The tidygeocoder package provides an intuitive tidyverse-style interface for geocoder services. Currently the US Census and Nominatim (OSM) services are supported. The US Census service requires a street level address that is located in the United States. The OSM service does not have these restrictions, but has usage limits that will cause you to be locked out of the service temporarily.
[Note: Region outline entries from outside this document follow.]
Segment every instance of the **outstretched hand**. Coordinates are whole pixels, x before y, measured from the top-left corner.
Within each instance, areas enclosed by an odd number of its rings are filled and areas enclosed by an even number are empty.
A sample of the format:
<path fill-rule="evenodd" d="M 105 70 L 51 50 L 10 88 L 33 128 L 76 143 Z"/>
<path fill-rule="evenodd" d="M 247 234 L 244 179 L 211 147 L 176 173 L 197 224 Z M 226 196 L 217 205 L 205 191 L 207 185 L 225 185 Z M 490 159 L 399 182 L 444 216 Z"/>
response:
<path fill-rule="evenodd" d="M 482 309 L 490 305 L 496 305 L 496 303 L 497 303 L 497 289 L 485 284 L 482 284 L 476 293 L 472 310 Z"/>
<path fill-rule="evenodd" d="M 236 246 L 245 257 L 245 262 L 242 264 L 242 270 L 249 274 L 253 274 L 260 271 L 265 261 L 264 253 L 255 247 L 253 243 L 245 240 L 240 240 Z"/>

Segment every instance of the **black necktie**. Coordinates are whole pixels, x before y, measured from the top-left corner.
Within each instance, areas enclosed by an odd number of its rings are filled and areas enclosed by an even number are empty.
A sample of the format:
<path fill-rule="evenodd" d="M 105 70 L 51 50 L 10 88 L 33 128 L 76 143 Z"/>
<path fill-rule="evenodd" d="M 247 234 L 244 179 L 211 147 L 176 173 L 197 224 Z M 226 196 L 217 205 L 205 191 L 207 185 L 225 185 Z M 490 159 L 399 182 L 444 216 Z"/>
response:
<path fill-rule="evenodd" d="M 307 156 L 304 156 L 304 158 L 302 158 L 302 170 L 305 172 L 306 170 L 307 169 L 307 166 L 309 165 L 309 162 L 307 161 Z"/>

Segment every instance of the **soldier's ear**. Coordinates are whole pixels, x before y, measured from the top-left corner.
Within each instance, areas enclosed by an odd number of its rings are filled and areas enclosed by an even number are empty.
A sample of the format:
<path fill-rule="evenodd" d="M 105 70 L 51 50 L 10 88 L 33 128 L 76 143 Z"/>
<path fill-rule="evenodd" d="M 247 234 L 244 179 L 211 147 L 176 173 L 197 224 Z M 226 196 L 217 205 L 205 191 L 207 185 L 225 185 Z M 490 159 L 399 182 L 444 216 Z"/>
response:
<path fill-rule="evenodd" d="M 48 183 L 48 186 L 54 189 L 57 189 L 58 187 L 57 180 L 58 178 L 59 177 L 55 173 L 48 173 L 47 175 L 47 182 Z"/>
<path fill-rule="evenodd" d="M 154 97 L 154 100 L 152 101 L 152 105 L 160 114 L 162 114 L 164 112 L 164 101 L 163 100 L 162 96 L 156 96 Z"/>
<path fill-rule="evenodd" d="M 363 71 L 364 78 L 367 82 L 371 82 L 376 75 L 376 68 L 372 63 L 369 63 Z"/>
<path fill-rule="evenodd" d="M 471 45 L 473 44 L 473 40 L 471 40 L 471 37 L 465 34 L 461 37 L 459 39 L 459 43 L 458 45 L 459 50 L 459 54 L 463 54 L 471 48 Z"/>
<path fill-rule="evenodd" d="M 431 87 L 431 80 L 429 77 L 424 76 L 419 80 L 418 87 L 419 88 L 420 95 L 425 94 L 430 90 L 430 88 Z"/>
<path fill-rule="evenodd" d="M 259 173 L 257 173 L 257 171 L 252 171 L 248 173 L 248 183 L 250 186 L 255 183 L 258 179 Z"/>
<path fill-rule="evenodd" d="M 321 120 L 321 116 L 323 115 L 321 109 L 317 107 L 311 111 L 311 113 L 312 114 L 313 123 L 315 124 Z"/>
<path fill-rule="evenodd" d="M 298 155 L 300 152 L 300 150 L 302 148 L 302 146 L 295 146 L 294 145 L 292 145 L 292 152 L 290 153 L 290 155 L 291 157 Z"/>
Because of these usage limits the default service for the geocode() function is the US Census which we will use to geocode a few street addresses below.

library(dplyr)
library(tidygeocoder)
library(knitr)

Geocode the addresses in our ‘sample_addresses’ dataset:

lat_longs <- sample_addresses %>% 
  geocode(addr,lat=latitude,long=longitude)

Latitude and longitude columns are attached to our input dataset:

kable(lat_longs)
name addr latitude longitude
White House 1600 Pennsylvania Ave Washington, DC 38.89875 -77.03535
Transamerica Pyramid 600 Montgomery St, San Francisco, CA 94111 37.79470 -122.40314
NA Fake Address NA NA
NA NA NA NA
NA NA
US City Nashville,TN NA NA
Willis Tower 233 S Wacker Dr, Chicago, IL 60606 41.87851 -87.63666
International City Nairobi, Kenya NA NA

Note that non-US addresses and non-street addresses were not found since we are using the US Census geocoder service.

if ((require("ggplot2") & require("maps") & require("ggrepel"))) {

ggplot(lat_longs %>% filter(!is.na(longitude)),aes(longitude,latitude),color="grey98") +
  borders("state") +
  theme_classic() +
  geom_point() +
  theme(line = element_blank(),
        text = element_blank(),
        title = element_blank()) +
  geom_label_repel(aes(label =name),show.legend=F) +
  scale_x_continuous(breaks = NULL) + 
  scale_y_continuous(breaks = NULL)
}

#ggsave("us_map.png",width=8,height=5)

To find non-US addresses and non-street addresses we can use the OSM service. The ‘cascade’ method will first attempt to use the US Census method for each address and only use the OSM service if the Census method fails (the Census service is tried first since the OSM service has usage limits).

cascade_points <- sample_addresses %>% 
  geocode(addr,method='cascade')
kable(cascade_points)
name addr lat long geo_method
White House 1600 Pennsylvania Ave Washington, DC 38.898754 -77.03535 census
Transamerica Pyramid 600 Montgomery St, San Francisco, CA 94111 37.794700 -122.40314 census
NA Fake Address NA NA NA
NA NA NA NA NA
NA NA NA
US City Nashville,TN 36.162230 -86.77435 osm
Willis Tower 233 S Wacker Dr, Chicago, IL 60606 41.878513 -87.63666 census
International City Nairobi, Kenya -1.283253 36.81724 osm